Législatives partielles dans le Loiret : un duel décisif entre Renaissance et le RN

Introduction : Un scrutin crucial pour l’avenir politique du Loiret
Les élections législatives partielles dans la 1ère circonscription du Loiret opposent Stéphanie Rist (Renaissance) et Tiffanie Rabault (RN) au second tour.
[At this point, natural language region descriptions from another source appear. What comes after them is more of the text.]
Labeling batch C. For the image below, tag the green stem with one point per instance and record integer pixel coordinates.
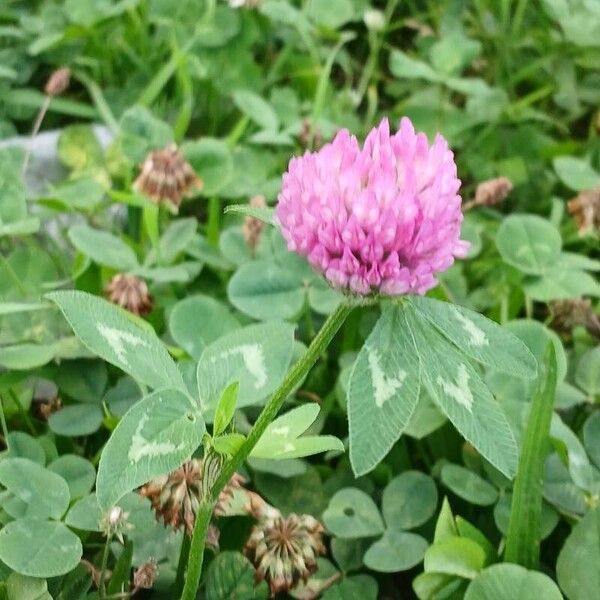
(183, 558)
(524, 527)
(101, 586)
(4, 427)
(214, 220)
(152, 228)
(296, 374)
(12, 274)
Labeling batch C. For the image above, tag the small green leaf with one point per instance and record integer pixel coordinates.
(211, 158)
(154, 437)
(225, 408)
(478, 337)
(76, 420)
(103, 247)
(468, 485)
(229, 443)
(409, 500)
(524, 529)
(459, 392)
(578, 565)
(44, 493)
(78, 472)
(529, 243)
(262, 213)
(352, 514)
(265, 290)
(575, 173)
(587, 374)
(26, 356)
(20, 587)
(231, 575)
(257, 109)
(198, 321)
(112, 334)
(22, 445)
(405, 67)
(396, 551)
(85, 514)
(455, 556)
(281, 438)
(509, 582)
(39, 548)
(560, 284)
(356, 587)
(257, 356)
(383, 390)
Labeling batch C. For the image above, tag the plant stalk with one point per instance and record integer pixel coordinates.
(269, 412)
(101, 582)
(524, 527)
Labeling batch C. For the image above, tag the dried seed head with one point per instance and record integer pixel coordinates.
(130, 292)
(58, 82)
(284, 550)
(145, 575)
(42, 409)
(114, 522)
(574, 312)
(585, 209)
(166, 177)
(253, 227)
(492, 191)
(176, 497)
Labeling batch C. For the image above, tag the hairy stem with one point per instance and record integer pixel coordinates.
(101, 582)
(269, 412)
(524, 527)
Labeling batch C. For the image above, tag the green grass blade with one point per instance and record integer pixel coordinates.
(524, 528)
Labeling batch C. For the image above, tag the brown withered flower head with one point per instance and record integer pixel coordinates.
(585, 209)
(284, 550)
(574, 312)
(176, 497)
(145, 575)
(253, 227)
(490, 192)
(166, 177)
(131, 293)
(58, 82)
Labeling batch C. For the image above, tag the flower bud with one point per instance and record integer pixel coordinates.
(131, 293)
(145, 575)
(58, 82)
(253, 227)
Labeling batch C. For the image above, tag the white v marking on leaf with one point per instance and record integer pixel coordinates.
(384, 387)
(117, 339)
(460, 390)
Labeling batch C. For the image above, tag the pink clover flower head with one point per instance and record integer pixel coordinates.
(384, 218)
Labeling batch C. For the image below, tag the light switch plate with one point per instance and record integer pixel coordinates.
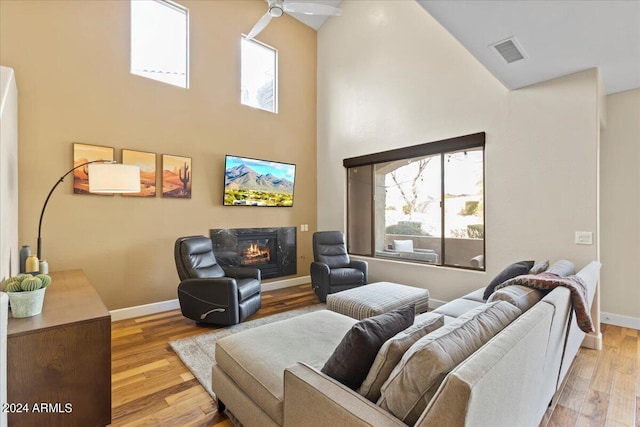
(584, 238)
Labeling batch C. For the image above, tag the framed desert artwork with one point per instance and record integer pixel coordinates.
(177, 176)
(147, 164)
(84, 153)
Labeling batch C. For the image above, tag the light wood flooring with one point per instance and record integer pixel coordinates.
(152, 387)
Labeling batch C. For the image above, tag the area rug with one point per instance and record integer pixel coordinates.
(198, 352)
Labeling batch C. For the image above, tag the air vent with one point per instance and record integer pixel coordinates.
(509, 50)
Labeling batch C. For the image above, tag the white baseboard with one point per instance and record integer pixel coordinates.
(159, 307)
(620, 320)
(593, 341)
(144, 310)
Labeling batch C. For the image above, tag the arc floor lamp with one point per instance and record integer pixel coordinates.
(105, 176)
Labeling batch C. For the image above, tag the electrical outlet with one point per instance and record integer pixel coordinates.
(584, 238)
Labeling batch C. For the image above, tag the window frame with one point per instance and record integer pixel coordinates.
(179, 8)
(243, 38)
(441, 147)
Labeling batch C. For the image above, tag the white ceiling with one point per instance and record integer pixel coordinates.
(559, 37)
(314, 21)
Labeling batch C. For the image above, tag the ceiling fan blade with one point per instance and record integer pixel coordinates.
(260, 25)
(311, 9)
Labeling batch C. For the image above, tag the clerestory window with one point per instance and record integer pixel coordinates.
(160, 41)
(423, 203)
(259, 75)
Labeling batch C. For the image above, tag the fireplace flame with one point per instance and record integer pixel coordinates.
(253, 253)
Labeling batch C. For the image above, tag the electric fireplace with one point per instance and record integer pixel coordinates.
(271, 250)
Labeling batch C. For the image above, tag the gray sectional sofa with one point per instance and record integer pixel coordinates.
(270, 375)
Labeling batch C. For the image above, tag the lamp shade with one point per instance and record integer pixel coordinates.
(113, 178)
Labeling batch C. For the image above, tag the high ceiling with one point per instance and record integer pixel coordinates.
(558, 37)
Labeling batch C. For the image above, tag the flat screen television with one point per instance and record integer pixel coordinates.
(254, 182)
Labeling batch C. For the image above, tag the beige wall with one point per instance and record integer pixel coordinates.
(390, 76)
(620, 185)
(71, 60)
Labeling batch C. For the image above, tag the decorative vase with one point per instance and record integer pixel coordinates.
(26, 304)
(32, 265)
(44, 267)
(25, 251)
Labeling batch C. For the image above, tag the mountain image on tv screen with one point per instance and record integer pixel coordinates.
(253, 182)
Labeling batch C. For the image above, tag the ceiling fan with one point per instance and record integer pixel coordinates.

Ce scrutin revêt une importance particulière puisqu’il fait suite à la nomination de Stéphanie Rist au poste de ministre de la Santé le 12 octobre et déterminera qui représentera les 19 communes de cette circonscription allant d’Orléans à Beaugency.
Les résultats du premier tour : une qualification serrée
Le 1er tour s’est tenu le dimanche 18 janvier 2026, et le second tour de scrutin aura lieu le 25 janvier 2026. La députée sortante est arrivée en tête des suffrages avec 33,9% des voix. Dans un suspense haletant, la candidate d’extrême droite s’impose avec 27,2% des suffrages, pour seulement 11 voix d’avance sur la candidate socialiste Ghislaine Kounowski, qui est éliminée.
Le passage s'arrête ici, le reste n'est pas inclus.